Training a Computer to See People
Speaker: Deva Ramanan, University of California at Irvine
Location: Warren Weaver Hall 1302
Date: March 4, 2011, 11:30 a.m.
Host: Denis Zorin
One of the great, open challenges in machine vision is to train a computer to "see people." A reliable solution opens up tremendous possibilities, from automated persistent surveillance and next-generation image search, to more intuitive computer interfaces. It is difficult to analyze people, and objects in general, because their appearance can vary due to a variety of "nuisance" factors (including viewpoint, body pose, and clothing) and because real-world images contain clutter. I will describe machine learning algorithms that accomplish such tasks by encoding image statistics of the visual world learned from large-scale training data. I will focus on predictive models that produce rich, structured descriptions of images and videos (How many people are present? What are they doing?) and models that compensate for nuisance factors through the use of latent variables. I will illustrate such approaches for the tasks of object detection, people tracking, and activity recognition, producing state-of-the-art systems as evidenced by recent benchmark competitions.

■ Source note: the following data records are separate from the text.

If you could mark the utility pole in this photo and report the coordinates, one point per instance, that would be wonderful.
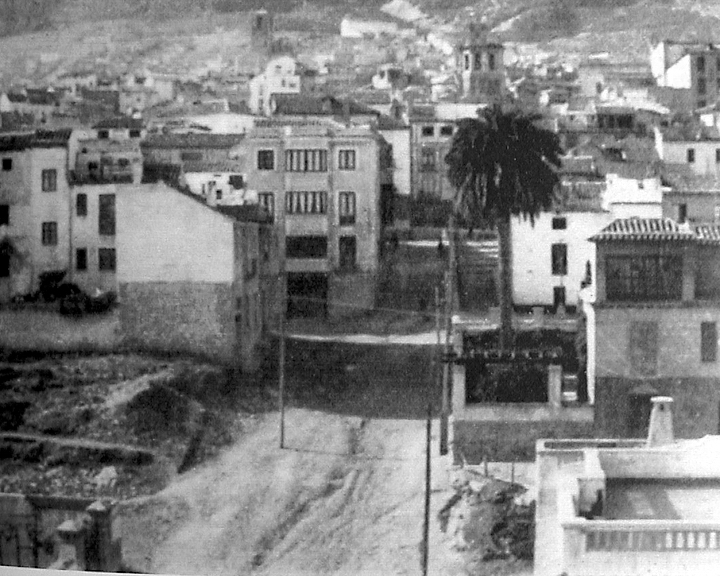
(281, 359)
(426, 523)
(449, 305)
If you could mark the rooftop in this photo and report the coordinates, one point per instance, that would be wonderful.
(120, 122)
(36, 139)
(192, 140)
(647, 229)
(299, 104)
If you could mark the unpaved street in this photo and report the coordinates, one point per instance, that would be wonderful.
(345, 497)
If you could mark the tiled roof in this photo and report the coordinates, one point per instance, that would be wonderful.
(219, 167)
(120, 122)
(708, 233)
(644, 229)
(298, 104)
(37, 139)
(193, 140)
(682, 179)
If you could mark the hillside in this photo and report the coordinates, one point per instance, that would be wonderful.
(39, 37)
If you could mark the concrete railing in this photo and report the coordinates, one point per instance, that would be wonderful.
(611, 547)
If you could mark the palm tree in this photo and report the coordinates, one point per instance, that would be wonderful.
(502, 164)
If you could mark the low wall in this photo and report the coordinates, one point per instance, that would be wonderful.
(180, 317)
(49, 331)
(695, 406)
(509, 439)
(351, 294)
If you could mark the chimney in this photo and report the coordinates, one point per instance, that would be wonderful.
(660, 432)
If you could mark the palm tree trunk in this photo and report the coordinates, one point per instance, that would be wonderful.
(506, 304)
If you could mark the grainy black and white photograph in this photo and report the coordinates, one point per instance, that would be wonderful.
(360, 287)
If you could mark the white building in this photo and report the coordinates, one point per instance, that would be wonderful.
(280, 77)
(553, 259)
(219, 183)
(699, 151)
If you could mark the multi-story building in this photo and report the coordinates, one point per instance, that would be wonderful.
(481, 66)
(322, 185)
(189, 276)
(653, 326)
(34, 209)
(432, 127)
(280, 77)
(691, 66)
(628, 506)
(697, 148)
(179, 149)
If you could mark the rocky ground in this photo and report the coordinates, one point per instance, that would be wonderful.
(344, 496)
(164, 405)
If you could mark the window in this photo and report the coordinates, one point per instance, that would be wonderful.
(266, 160)
(106, 259)
(638, 278)
(4, 263)
(346, 208)
(708, 341)
(49, 233)
(237, 181)
(643, 345)
(427, 159)
(81, 205)
(106, 215)
(682, 213)
(49, 180)
(267, 201)
(306, 247)
(191, 156)
(346, 160)
(81, 259)
(306, 160)
(559, 259)
(306, 202)
(348, 250)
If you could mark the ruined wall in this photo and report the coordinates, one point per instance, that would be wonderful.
(183, 317)
(509, 441)
(695, 407)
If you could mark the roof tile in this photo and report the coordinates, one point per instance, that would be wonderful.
(654, 229)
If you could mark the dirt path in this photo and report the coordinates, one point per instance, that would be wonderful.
(345, 497)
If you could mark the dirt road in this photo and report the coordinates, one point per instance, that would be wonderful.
(345, 497)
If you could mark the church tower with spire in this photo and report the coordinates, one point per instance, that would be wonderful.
(480, 62)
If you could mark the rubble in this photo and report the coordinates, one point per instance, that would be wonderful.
(485, 515)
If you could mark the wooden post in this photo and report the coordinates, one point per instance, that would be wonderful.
(426, 523)
(281, 360)
(449, 303)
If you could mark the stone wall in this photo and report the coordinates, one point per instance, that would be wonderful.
(695, 407)
(180, 317)
(509, 440)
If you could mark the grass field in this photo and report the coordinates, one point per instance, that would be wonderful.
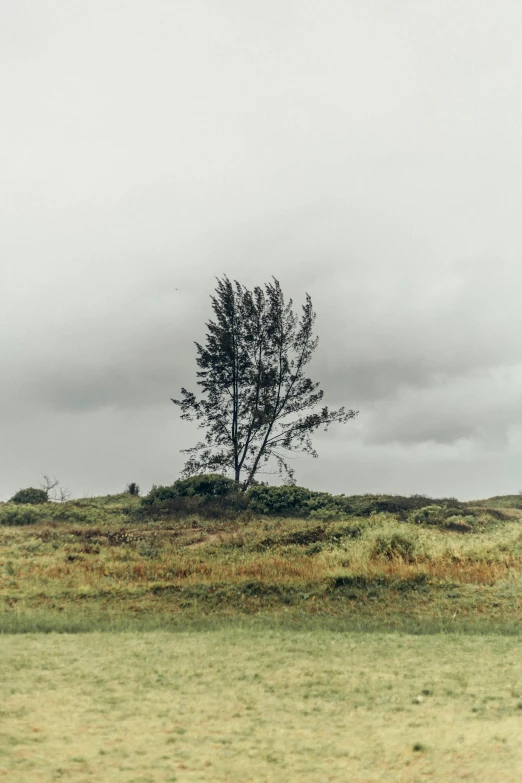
(269, 705)
(258, 648)
(89, 565)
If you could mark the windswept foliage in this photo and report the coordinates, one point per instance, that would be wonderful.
(257, 405)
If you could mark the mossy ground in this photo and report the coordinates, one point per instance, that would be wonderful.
(367, 649)
(262, 705)
(111, 568)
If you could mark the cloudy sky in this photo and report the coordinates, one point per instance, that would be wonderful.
(366, 152)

Deva Ramanan is an assistant professor of Computer Science and the co-director of the Computational Vision Lab at the University of California at Irvine. Prior to joining UCI, he was a Research Assistant Professor at the Toyota Technological Institute at Chicago (2005-2007). He also held visiting researcher positions in the Robotics Institute at Carnegie Mellon University in 2006 and Microsoft Research in 2008. He received his B.S. degree with distinction in computer engineering from the University of Delaware in 2000, graduating summa cum laude. He received his Ph.D. in Electrical Engineering and Computer Science with a Designed Emphasis in Communication, Computation, and Statistics from UC Berkeley in 2005. His research interests span computer vision, machine learning, and computer graphics, with a focus on the application of understanding people through images and video. His past work focused on articulated tracking, while recent work has focused on object recognition. His work in this area won or received special recognition at the PASCAL Visual Object Class Challenge, 2007-2010, including a Lifetime Achievement Prize in 2010. His work on contextual object modeling won the 2009 David Marr prize. He was awarded an NSF Career Award in 2010. His work is supported by NSF, ONR, DARPA, as well as industrial collaborations with the Intel Science and Technology Center for Visual Computing, Google Research, and Microsoft Research. He serves on the editorial board of the International Journal of Computer Vision (IJCV), is a senior program committee member for the IEEE Conference of Computer Vision and Pattern Recognition (CVPR), and has served on multiple NSF panels for computer vision and machine learning.
In-person attendance only available to those with active NYU ID cards.